El paraíso perdido se mezcla con las nieblas de lo mundano, un sueños sagrado meciendo los sentidos, desarmando, un sueño encantado, desarticulando de a poco todo el peso, todas las mochilas, aflojando los hombros cansados, un sueño que con mano de madre acaricia suavemente nuestro cabello y nos invita a dejarnos ir.
Recuerdo como si fuera ayer aquellas noches de estrellas, luego de interminables tardes en la plaza. El atardecer, con su horizonte en llamas, se llevaba las ultimas gotas de los juegos, dejando tras de sí, ecos de risas y correrías, y dando entrada al mundo de los ensoñación. No había mejor experiencia, luego de horas invadiendo islas, cocinando para elfos, y volando sobre las cordilleras, que la de descender lentamente en las aguas de la irrealidad, y observar desde el fondo los colores de ilusiones, los peces de fantasías y las burbujas de milenios.

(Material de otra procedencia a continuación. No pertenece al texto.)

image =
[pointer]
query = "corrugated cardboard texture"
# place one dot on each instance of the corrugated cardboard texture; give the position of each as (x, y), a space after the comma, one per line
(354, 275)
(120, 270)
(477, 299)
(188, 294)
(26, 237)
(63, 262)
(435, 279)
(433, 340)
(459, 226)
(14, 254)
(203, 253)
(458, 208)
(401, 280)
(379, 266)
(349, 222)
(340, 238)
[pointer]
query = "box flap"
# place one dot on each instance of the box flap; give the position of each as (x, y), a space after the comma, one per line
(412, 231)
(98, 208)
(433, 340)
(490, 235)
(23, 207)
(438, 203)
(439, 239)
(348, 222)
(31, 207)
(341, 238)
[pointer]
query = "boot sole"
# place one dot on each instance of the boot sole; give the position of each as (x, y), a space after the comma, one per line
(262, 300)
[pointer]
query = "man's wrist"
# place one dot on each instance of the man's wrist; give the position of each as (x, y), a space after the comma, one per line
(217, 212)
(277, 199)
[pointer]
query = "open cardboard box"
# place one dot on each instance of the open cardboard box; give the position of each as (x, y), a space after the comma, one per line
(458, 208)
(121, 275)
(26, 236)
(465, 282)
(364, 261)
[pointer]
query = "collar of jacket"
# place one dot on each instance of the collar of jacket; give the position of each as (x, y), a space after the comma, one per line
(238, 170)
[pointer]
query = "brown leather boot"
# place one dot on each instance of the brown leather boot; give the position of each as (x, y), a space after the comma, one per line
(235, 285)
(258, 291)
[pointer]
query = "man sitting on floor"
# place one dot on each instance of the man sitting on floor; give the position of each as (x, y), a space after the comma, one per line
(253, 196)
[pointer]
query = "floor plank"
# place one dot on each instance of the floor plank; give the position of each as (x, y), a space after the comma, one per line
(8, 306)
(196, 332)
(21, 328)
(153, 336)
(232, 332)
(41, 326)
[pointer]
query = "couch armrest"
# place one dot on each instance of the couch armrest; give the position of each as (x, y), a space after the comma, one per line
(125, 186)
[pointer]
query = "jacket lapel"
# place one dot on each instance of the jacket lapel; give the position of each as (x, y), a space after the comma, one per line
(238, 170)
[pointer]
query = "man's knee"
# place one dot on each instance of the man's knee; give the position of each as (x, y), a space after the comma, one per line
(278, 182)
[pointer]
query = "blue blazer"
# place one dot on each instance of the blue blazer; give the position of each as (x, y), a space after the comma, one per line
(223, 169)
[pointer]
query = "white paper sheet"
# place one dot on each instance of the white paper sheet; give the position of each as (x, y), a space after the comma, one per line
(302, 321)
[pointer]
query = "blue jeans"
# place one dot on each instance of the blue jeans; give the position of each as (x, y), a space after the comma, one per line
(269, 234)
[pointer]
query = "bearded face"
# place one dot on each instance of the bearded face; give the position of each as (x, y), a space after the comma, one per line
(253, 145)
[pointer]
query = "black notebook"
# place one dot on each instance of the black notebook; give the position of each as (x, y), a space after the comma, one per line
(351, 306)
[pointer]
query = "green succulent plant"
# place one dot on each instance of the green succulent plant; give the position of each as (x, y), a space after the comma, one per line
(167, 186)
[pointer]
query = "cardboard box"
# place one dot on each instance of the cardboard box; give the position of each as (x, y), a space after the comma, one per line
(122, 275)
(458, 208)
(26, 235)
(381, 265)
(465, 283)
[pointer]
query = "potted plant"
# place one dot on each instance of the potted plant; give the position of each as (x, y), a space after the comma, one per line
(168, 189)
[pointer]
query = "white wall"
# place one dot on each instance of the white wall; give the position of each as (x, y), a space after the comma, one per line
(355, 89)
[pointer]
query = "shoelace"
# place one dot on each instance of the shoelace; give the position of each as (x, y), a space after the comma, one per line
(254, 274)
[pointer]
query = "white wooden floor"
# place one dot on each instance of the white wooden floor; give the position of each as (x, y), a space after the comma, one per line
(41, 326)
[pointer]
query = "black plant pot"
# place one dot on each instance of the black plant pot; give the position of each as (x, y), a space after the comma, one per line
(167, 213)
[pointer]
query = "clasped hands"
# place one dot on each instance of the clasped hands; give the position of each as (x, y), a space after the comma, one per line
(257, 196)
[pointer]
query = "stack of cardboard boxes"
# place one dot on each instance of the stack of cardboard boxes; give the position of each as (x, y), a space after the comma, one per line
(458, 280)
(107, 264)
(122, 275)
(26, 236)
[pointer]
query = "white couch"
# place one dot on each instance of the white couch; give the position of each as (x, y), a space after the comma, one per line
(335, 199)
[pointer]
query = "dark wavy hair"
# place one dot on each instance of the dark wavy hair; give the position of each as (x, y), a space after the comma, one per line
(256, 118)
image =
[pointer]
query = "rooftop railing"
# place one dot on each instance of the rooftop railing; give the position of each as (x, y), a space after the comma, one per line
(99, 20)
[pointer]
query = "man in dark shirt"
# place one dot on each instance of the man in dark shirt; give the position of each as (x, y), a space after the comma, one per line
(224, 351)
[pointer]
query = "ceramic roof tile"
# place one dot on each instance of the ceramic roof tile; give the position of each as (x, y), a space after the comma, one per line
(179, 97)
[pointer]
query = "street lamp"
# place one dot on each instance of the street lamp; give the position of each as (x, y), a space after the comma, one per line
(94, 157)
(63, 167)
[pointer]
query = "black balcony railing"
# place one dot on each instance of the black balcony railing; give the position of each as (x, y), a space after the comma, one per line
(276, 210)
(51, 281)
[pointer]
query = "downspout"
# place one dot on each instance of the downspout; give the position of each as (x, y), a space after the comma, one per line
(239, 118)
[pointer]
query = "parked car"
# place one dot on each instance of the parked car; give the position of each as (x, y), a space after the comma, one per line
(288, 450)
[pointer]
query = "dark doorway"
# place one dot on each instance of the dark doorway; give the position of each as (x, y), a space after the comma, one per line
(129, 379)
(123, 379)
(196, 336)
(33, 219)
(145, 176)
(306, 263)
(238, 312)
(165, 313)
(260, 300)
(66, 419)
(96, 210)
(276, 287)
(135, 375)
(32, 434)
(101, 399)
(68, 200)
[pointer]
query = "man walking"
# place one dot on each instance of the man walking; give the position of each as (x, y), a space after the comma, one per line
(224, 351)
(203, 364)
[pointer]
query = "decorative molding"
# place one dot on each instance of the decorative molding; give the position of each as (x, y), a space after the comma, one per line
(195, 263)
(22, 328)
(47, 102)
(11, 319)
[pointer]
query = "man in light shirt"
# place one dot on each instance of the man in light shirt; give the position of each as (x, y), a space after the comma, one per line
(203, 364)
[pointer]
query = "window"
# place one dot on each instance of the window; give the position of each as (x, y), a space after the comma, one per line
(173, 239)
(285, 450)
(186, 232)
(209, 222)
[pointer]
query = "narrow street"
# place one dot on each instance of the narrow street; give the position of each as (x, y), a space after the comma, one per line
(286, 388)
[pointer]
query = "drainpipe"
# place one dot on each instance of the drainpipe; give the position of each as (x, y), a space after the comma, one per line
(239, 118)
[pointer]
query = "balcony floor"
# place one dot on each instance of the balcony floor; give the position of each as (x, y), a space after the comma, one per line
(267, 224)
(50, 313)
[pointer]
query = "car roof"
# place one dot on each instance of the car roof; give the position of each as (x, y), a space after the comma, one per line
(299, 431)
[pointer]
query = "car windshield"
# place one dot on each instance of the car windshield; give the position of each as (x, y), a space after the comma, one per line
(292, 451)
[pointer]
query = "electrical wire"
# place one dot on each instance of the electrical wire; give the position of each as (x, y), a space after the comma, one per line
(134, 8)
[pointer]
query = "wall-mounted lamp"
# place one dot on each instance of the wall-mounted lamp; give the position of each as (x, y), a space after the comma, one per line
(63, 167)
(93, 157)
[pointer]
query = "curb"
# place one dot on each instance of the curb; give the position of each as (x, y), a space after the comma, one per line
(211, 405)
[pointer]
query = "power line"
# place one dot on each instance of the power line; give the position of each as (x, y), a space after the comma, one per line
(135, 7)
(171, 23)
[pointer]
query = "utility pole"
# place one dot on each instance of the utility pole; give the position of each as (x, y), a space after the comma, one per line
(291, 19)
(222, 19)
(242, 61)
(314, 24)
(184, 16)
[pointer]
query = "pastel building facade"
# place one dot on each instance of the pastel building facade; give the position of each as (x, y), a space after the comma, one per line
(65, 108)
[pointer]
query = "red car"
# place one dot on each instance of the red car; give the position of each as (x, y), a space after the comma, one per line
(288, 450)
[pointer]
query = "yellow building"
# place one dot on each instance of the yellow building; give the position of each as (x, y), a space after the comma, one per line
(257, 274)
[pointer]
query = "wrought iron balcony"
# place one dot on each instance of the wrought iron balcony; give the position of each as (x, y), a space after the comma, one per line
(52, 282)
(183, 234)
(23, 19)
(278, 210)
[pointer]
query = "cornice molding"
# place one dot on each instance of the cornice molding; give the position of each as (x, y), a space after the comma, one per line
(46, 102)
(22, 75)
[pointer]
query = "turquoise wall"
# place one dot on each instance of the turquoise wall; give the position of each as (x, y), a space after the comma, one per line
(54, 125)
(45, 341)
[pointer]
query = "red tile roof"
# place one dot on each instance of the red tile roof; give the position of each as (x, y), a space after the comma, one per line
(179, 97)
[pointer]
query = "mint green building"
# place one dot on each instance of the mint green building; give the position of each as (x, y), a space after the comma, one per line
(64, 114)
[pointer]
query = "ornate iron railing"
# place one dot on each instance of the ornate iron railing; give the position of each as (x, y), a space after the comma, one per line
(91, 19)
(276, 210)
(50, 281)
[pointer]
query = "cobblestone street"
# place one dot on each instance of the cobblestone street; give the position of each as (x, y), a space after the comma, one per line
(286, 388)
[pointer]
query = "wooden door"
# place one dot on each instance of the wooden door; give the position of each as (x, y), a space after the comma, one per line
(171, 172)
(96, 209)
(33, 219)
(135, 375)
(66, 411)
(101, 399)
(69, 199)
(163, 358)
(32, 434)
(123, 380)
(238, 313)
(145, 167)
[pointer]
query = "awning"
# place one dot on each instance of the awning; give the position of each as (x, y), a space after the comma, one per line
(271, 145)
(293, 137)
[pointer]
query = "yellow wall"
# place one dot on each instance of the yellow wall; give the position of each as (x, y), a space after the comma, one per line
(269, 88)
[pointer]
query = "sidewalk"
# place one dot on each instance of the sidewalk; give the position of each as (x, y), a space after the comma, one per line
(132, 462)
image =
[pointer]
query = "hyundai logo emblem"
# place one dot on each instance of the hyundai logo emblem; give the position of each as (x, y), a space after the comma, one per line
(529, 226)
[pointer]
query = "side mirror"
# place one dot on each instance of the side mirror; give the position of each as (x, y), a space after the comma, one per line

Sin importar que tan emocionante fuera la aventura que corriera con mis amigos, el niño que fui, jamas lamentó ni los faroles encendidos, ni la soledad de mi cama.Puede resultar extraño, que alguien en su tierna infancia no se entristeciera con el final de la tarde. Pero mis mayores aventuras, aquellas que eran totalmente mías, ocurrían todas entre las notas de la guitarra de morfeo, acurrucado con una manta de cielo nocturno.
No entiendo porque suele causar tanta sorpresa cuando cuento esto. Después de todo, la tierra de la somnolencia es la casa de dragones y hadas, de los fantasmas y las memorias, que se cuelan por las pupilas que nos empujan por un tobogán de nubes, a un país de magia y espejos.